Preparation of colloidal gold nanoparticles (GNP) 40 nm
The gold chloride (GC) nanoparticles were prepared according to (Herizch et al., 2014) as follows; one ml of 1% HAuCl4 was added rapidly to 50 ml of purified water containing 0.01% (w/v) sodium citrate. The mixture then was boiled and stirred vigorously till the color of the solution changed to a stable red (about 2 minutes) indicating the formation and proper reduction of GC nanoparticles, then the solution was left at boiling temperature for another 10 minutes. Sodium azide 0.02% (w/v) was added and the content was cooled at room temperature under constant stirring and the GNP was collected in a clean glass bottle. The diameter of the prepared nanoparticles was checked by scanning within the range of 400-600 nm using a spectrophotometer against purified water as blank.
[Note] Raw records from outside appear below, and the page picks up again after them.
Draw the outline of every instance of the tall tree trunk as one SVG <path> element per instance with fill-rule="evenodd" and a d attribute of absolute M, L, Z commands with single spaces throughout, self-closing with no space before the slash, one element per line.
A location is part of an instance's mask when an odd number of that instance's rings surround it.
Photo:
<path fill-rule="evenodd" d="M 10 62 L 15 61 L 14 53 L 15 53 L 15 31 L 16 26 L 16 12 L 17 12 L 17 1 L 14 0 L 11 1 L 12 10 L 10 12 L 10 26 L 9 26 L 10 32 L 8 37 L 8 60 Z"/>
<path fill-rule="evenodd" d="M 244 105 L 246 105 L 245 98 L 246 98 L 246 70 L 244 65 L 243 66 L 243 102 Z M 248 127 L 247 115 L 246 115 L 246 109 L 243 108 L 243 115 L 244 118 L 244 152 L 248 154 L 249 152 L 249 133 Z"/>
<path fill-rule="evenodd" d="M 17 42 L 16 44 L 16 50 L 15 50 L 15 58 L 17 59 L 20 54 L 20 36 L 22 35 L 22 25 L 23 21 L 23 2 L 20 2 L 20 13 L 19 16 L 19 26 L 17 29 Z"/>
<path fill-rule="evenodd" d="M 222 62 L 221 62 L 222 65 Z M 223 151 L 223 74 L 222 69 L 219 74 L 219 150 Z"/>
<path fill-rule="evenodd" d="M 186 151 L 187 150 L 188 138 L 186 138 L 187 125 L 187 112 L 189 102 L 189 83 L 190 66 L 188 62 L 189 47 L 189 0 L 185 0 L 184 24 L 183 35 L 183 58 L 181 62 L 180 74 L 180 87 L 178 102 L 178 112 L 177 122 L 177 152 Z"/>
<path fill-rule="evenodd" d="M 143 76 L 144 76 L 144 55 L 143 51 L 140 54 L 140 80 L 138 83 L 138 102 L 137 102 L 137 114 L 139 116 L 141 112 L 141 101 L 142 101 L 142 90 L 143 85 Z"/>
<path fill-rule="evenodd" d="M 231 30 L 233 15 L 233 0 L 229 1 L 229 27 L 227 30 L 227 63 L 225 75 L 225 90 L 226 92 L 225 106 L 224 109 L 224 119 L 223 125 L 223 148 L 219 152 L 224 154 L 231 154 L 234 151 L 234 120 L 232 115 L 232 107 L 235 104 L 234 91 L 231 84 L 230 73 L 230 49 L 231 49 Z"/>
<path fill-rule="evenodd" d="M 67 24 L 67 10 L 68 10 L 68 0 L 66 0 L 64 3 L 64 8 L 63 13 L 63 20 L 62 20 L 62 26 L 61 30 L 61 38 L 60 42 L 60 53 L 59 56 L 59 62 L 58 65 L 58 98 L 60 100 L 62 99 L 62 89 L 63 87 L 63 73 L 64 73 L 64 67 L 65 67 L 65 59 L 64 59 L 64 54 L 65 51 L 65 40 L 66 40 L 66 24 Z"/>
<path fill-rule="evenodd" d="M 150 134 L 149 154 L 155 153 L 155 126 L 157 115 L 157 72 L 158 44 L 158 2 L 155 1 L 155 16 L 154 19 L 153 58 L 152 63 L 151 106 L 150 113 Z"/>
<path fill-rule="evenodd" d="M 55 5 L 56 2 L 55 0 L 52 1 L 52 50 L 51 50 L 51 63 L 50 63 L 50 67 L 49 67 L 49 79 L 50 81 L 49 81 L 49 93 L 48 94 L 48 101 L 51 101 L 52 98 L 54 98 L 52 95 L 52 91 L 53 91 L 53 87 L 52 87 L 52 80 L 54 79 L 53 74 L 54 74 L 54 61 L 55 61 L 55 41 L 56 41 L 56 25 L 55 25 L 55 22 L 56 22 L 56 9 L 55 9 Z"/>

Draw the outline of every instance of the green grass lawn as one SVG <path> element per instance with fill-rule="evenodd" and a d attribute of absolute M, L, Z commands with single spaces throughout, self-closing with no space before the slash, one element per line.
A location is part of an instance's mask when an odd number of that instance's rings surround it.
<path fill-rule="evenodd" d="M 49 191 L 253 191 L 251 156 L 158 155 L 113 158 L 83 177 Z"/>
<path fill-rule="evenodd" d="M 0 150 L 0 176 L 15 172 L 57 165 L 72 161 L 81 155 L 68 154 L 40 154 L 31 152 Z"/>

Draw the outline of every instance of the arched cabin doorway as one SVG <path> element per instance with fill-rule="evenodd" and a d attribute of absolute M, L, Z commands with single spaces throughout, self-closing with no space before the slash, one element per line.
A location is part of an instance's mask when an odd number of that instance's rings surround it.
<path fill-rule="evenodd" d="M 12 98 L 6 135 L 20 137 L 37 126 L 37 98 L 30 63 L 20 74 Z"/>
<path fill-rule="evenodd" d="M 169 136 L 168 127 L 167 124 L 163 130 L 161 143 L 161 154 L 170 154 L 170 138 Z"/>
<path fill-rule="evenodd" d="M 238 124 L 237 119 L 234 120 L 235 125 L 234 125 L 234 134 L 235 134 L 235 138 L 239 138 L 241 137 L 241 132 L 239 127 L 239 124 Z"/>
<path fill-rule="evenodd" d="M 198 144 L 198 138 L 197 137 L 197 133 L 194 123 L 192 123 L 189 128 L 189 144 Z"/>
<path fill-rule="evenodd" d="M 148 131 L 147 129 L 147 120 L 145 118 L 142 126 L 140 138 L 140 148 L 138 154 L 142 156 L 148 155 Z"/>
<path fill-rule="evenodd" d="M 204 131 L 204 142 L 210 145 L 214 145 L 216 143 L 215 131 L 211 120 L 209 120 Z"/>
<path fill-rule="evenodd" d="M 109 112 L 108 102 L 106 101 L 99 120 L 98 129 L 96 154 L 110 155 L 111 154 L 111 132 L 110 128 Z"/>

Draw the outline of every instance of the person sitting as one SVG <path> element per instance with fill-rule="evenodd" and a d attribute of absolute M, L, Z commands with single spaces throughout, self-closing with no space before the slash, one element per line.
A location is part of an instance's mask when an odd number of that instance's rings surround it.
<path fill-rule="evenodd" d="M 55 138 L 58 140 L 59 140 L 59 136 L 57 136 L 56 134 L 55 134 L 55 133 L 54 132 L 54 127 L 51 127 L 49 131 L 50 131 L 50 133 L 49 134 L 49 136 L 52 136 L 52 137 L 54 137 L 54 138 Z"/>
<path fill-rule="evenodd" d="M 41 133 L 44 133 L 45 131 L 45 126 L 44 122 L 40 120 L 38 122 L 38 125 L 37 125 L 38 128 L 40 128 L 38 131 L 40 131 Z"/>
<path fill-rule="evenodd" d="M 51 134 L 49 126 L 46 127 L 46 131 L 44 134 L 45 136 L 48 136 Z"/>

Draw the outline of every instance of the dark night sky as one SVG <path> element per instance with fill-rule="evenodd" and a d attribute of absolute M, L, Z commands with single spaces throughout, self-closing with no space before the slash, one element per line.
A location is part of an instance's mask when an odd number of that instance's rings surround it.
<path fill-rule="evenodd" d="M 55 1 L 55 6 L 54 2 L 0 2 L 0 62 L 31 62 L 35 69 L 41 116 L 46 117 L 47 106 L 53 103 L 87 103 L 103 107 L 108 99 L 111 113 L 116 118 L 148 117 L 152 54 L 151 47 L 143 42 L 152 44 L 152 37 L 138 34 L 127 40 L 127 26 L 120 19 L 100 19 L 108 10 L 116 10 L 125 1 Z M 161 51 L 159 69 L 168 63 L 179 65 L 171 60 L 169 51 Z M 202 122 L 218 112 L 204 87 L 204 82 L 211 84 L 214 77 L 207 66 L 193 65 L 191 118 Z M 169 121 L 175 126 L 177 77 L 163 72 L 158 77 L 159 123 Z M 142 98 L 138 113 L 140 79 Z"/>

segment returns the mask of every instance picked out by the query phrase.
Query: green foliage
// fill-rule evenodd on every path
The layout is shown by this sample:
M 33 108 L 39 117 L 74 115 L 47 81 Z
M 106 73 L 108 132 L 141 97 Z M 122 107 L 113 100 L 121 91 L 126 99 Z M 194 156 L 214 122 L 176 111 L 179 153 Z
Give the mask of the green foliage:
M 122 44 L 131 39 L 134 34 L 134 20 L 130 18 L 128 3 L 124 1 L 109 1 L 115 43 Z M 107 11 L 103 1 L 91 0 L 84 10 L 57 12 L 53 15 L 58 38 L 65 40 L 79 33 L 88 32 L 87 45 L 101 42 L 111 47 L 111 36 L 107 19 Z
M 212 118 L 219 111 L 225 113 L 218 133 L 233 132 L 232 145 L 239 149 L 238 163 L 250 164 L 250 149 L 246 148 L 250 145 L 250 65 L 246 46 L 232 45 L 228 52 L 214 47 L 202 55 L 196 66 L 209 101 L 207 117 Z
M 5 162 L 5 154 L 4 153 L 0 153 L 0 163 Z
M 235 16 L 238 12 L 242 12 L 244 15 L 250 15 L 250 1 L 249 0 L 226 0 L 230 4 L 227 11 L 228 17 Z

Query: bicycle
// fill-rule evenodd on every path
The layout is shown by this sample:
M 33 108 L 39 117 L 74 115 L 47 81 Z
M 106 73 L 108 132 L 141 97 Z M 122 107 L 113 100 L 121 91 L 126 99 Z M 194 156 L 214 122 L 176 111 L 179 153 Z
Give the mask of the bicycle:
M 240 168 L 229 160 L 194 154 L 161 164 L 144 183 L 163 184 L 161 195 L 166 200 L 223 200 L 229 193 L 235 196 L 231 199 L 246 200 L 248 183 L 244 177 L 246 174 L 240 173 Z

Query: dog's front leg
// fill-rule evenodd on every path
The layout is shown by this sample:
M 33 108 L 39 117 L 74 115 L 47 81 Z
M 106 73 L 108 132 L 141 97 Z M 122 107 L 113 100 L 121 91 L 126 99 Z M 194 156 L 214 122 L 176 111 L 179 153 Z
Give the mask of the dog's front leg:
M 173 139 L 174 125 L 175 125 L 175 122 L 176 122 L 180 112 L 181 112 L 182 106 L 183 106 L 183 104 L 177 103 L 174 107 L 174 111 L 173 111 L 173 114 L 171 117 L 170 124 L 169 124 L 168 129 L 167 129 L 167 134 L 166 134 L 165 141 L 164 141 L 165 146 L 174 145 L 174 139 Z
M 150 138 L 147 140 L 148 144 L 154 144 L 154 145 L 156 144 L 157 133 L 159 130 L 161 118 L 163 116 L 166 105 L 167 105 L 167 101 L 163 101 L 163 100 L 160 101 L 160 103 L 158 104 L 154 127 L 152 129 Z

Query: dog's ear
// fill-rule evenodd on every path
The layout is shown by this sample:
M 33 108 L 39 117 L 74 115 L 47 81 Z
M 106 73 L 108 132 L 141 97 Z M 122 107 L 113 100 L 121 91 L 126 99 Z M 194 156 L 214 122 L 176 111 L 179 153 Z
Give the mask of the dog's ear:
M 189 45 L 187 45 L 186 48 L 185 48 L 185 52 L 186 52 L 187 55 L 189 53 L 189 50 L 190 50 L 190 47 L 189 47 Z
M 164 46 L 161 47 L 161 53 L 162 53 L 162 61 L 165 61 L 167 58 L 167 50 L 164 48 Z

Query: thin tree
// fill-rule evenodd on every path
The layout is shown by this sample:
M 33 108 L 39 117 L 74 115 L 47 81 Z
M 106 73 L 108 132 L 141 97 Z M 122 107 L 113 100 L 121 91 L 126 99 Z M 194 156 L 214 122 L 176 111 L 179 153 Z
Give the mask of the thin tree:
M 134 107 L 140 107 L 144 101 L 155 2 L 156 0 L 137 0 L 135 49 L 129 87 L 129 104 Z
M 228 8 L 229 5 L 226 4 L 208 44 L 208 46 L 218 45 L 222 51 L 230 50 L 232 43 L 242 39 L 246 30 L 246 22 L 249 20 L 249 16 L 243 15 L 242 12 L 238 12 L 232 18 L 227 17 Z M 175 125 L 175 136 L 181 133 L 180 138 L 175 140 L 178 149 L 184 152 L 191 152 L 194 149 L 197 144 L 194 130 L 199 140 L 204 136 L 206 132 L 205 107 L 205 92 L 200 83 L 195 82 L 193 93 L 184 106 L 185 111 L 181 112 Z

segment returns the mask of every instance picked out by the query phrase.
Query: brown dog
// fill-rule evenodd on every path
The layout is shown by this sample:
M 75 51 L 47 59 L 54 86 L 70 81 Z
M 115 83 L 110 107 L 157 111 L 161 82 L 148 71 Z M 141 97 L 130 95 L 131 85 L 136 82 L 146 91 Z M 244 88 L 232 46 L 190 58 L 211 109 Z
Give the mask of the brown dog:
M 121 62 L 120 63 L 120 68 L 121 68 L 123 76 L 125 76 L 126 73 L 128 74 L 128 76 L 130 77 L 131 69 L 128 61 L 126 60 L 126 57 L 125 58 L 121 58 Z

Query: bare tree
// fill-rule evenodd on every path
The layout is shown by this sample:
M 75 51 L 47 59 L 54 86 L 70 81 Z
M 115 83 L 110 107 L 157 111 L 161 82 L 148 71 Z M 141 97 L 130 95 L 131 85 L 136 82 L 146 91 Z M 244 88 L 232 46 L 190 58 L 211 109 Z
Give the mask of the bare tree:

Preparation of gold chloride conjugated β-lactam antibiotic-specific antibodies
Conjugation of the β-lactam antibiotic-specific rabbit IgG with the colloidal gold (CG) was performed according to (Kong et al., 2017) as follows; The CG was firstly adjusted to pH 8.5 using 0.02M K2CO3 and 0.3 ml of IgG antibodies at a concentration of 0.2 mg/ml was added to 30 ml of adjusted CG solution with gentle stirring for 10 minutes. The resulting solution was mixed over a rotating wheel at room temperature and incubated for 30 minutes. Polyethylene glycol (PEG) (20000 1% w/v final concentration) was added to block unreacted sites of GNPs followed by further incubation for 15 minutes at room temperature. The mixture was centrifuged at 10000×g for 30 minutes and the supernatants were removed while the pellets containing the antibody–gold conjugate were resuspended in 1ml diluted buffer (20 mM Tris containing 3% w/v sucrose, 1% w/v BSA, and 0.02 % w/v sodium azide, and stored at 4˚C.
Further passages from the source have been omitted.